For now, there seems to be some hope that the property will continue to be managed by its current developers.
“Common sense suggests that the present management team is the only one qualified to maximize the value of that asset,” said Colorado Springs developer Steve Schuck. “This is a multi-decade project and the skills required to move a 21,000-acre development are not found in everyday real estate operatives. It would take someone else months or years to get where the present management exists.”
Company officials say that 700 of the 1,050 lots so far developed have been sold or are under contract, and Oakwood Homes Division President Jay Walther plans to move forward with construction on 50 home sites currently under contract.
But that’s a long way from the 75,000 homes that Banning Lewis Ranch was supposed to see over the course of its development.

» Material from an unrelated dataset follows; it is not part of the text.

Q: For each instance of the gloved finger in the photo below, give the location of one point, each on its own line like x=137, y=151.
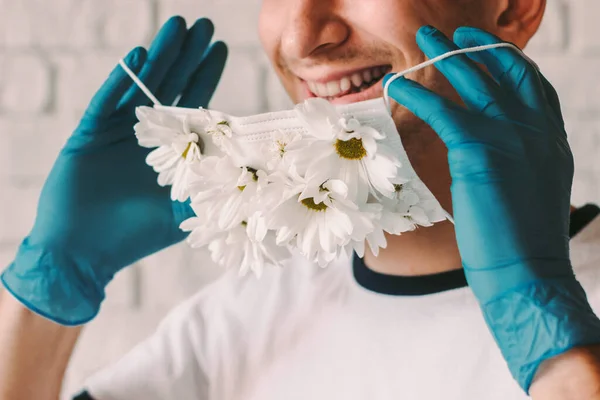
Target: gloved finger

Selling the property to a new group of investors is always a possibility, although those prospects seem unlikely in this contracted lending environment.
“The scale of this project eliminates 99.9 percent of buyers,” Schuck said. “The market eliminates the rest.”
The Banning Lewis case is one of largest commercial bankruptcies in El Paso County during the past decade. Other notable filings include:
WL Homes dba John Laing Homes. Filed for Chapter 11 in 2009, listing $977 million in liabilities and $1.3 billion in assets. Unable to restructure, WL Homes was forced to file Chapter 7 liquidation.
Imperial Sugar Co., (Holly Sugar Corp.). Filed for Chapter 11 in January 2001, listing $775 million in liabilities and $1.09 billion in assets. Was back in business in August 2001 after downsizing. In 2005, Holly Sugar Corp. was sold to Southern Minnesota Beet Sugar Cooperative. In 2006, FirstBank purchased the company’s 14-story building on North Cascade.
National Benevolent Association. Filed for Chapter 11 in 2004, listing $293 million in liabilities and $372 million in assets. By 2005, the court approved the sale of most the association’s properties, and owners of bonds were paid back principal and interest. The nonprofit restructured and continues operations today, with different management companies assuming control of the Colorado Springs developments.
SRKO Family Limited Partnership. The developer of Colorado Crossing, it filed for Chapter 11 in 2010, listing $82.1 million in liabilities and $38.6 million in assets. In late September, developer Jannie Richardson’s attorneys offered to sell 17.5 acres of the 153-acre project to pay off the debt. The case remains unresolved.